Let $V\subset \overline{V}\subset W \subset \overline{W}\subset U$. Let $\phi\in C^\infty(\mathbb{R}^n)$ such that $\phi(x)=1$ on $\overline{V}$ and $\phi (y)=0$ for $y \notin W$. If we let $g(x)= f(x)\phi(x)$ for $x\in U$ and $g(x)=0$ for $x\in \mathbb{R}^n-W$, then $g\in C^\infty(\mathbb{R}^n)$; where $f\in C^\infty(U)$, $U\subset \mathbb{R}^n$.
I tried to prove this using Pasting lemma, but I am not able to prove this.
I am assuming $U, V,W$ all are open subsets of $\Bbb R^n$. Let $f:U\to \Bbb R$ and $\phi:\Bbb R^n\to \Bbb R$ both be smooth. Consider the function $g:\Bbb R^n\to \Bbb R$ defined as $$g(x)=\begin{cases}f(x)\cdot \phi(x)& \text{ if }x\in U,\\0&\text{ otherwise.}\end{cases}$$ Now, $U\subseteq_\text{open}\Bbb R^n$, so $g$ is smooth on $U$ as $\phi\in C^\infty(\Bbb R^n)$ and $f\in C^\infty(U)$.

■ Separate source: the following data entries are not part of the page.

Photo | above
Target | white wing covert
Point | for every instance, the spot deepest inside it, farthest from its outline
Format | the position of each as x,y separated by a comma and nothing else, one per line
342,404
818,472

Note $\Bbb R^n\backslash \overline W\subseteq \Bbb R^n\backslash W$, and $\overline{\Bbb R^n\backslash W}=\Bbb R^n\backslash \text{int}(W)=\Bbb R^n\backslash W$ as closure of complement is the complement of the interior.
So, $\phi\left(\overline{\Bbb R^n\backslash W}\right)=\phi(\Bbb R^n\backslash W)=\{0\}$. Since, $\overline{\Bbb R^n\backslash W}\supseteq \Bbb R^n\backslash W\supseteq \Bbb R^n\backslash \overline W$ we have $\phi\left(\Bbb R^n\backslash \overline W\right)=\{0\}$.

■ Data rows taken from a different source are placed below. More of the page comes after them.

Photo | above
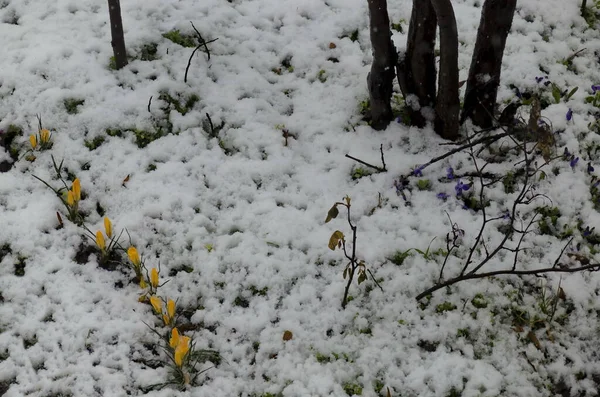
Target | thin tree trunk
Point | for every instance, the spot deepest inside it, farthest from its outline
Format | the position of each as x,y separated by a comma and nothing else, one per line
486,64
381,78
447,105
116,30
416,71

Notice that $\Bbb R^n\backslash U\subseteq_\text{closed} \Bbb R^n\backslash \overline W\subseteq_\text{open}\Bbb R^n$. Also, $g\equiv 0$ on $\Bbb R^n\backslash \overline W$, as $\phi\big|_{\Bbb R^n\backslash \overline W}\equiv 0$. Now, $\Bbb R^n= \left(\Bbb R^n\backslash \overline W\right)\cup U$ and $g$ is smooth on the open sets $U$, $\Bbb R^n\backslash \overline W$. So, $g$ is smooth on $\Bbb R^n$.